In October 2009, Vince and Linda McMahon purchased a 3900 sqft penthouse duplex at Trump Parc Stamford for $4.1 million. It was the only other penthouse to have been sold up to that time. McMahon was also a member of the condominium board. In 2009 and 2010, a stair-climbing charity competition was organized by the American Lung Association and was held at Trump Parc Stamford, where people raced to the top floor. Actress Essence Atkins became a resident in 2010.

===Proposed renaming===
In December 2015, during his presidential campaign, Trump called for a temporary ban on Muslims entering the United States. A coalition of Muslim groups in Stamford subsequently urged F. D. Rich Company to remove Trump's name from the Trump Parc building, writing to the company, "It is highly offensive to Fairfield County's diverse multi-ethnic community to have a well-known building carry the name of someone who has made a wide variety of xenophobic statements."

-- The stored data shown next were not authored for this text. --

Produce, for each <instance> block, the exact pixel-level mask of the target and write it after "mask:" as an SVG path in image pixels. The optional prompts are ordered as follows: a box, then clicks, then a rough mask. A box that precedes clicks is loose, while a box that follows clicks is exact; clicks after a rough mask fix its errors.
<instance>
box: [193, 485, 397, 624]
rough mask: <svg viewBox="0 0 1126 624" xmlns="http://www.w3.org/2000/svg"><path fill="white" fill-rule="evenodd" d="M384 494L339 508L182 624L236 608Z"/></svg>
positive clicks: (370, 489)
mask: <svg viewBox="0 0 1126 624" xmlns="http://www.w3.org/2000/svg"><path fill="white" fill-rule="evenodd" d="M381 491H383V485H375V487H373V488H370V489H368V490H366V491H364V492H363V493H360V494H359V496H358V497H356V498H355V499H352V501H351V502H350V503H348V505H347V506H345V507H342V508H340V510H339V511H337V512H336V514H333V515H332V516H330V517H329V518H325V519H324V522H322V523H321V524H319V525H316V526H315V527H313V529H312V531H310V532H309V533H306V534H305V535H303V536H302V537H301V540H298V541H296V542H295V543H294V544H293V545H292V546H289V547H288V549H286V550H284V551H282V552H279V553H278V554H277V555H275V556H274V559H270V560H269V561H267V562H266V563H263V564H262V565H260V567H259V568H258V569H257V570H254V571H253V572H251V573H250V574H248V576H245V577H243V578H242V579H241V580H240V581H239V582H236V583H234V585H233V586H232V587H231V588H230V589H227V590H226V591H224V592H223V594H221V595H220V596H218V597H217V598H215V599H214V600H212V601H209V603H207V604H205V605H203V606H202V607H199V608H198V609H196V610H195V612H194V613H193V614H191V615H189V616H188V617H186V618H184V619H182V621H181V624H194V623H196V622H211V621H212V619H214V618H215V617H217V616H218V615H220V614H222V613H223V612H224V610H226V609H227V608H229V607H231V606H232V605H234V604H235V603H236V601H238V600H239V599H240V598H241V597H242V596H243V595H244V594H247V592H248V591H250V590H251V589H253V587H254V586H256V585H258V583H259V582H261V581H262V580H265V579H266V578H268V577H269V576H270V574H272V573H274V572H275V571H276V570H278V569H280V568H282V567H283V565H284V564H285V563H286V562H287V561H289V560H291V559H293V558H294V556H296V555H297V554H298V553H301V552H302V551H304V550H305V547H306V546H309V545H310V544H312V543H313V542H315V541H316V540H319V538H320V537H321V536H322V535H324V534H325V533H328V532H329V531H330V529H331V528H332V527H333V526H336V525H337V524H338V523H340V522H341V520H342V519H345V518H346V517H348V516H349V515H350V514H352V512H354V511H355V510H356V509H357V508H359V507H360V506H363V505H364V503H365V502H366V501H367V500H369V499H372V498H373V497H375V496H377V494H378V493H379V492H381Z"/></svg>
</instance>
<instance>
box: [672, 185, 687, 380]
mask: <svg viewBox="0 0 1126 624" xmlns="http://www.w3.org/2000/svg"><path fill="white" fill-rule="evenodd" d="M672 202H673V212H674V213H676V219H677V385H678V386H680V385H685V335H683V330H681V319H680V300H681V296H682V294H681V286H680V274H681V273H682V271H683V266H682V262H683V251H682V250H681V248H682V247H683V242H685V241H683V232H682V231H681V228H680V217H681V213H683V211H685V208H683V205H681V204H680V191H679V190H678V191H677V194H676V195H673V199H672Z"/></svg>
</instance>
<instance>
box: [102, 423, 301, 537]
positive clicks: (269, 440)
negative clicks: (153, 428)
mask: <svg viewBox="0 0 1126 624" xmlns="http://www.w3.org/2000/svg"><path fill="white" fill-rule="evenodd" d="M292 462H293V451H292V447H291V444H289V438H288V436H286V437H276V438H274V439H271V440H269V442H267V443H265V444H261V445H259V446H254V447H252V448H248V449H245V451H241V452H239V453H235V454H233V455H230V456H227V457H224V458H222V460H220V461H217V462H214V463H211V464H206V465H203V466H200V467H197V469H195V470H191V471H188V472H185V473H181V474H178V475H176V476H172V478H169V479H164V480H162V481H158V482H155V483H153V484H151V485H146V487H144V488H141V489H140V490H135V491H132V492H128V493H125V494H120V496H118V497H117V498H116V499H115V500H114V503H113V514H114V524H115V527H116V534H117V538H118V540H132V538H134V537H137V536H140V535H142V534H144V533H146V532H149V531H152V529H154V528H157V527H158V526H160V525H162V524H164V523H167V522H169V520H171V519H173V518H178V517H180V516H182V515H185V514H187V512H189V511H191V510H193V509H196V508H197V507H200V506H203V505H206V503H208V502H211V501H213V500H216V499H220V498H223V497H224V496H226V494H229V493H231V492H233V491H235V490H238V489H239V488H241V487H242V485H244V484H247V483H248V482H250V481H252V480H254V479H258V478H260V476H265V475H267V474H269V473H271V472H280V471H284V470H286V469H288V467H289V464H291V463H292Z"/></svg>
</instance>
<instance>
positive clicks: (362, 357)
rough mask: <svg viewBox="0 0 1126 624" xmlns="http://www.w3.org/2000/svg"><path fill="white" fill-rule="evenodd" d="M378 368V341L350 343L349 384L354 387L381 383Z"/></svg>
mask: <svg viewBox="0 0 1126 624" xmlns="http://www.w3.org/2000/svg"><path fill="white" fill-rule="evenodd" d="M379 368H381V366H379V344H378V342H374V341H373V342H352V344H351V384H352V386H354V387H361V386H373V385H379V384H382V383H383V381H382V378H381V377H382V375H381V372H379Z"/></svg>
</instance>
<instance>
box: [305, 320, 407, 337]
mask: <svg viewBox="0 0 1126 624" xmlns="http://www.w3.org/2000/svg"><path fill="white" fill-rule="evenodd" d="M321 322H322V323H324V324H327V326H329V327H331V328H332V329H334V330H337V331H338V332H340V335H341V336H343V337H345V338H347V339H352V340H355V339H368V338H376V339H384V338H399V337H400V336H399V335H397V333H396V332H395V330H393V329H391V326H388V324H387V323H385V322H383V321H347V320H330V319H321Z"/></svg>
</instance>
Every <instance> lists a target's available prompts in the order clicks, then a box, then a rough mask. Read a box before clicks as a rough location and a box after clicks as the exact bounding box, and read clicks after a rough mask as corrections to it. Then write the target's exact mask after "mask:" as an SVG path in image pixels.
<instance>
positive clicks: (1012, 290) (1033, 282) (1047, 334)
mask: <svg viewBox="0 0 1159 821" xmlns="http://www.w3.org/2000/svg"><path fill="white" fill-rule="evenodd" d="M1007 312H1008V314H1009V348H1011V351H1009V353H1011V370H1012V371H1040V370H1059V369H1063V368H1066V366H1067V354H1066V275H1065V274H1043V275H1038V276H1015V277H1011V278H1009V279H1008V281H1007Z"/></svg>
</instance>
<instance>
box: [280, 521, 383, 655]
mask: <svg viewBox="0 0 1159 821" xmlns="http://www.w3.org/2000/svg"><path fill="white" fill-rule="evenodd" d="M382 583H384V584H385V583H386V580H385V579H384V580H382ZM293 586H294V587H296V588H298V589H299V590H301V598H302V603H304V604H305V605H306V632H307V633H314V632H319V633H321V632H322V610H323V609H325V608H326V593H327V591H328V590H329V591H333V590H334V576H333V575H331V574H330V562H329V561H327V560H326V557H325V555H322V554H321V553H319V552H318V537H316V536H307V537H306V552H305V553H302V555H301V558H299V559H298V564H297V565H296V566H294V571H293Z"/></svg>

Thomas Rich stated that he was unable to rename the building as ownership of the condominiums was transferred to purchasers two years earlier. Rich said that the building was managed by Trump's company, The Trump Organization, and that Trump Parc "has a wide cross section of resident owners that represent a variety of races, religious backgrounds and political affiliations." Rich also said that renaming the building would be difficult as it was 90 percent sold.

Linda McMahon declined to comment on the proposed renaming, while a spokesperson for the building wrote, "The Homeowners Association of Trump Parc Stamford is aware of the current situation but is not in a position to make a public statement at this time." Malloy, who by that time was now the governor of Connecticut, called on Trump to waive any financial penalties that would be imposed on people who remove his name from their properties. The building retained its name for the time being.

In December 2020, The Trump Organization ended its contract with the property. A name change became official on February 16, 2021, when the seven-member condo board voted unanimously to remove Trump's name from the property. Trump's involvement in the 2021 storming of the United States Capitol was a factor for the name change. While a new name was being decided, the property temporarily bore the name "Parc Stamford," having simply dropped "Trump" from the name. On July 26, 2021, the condo board formally announced that "Park Tower Stamford" would be the building's new official name and that AKAM had been contracted as the new property management company.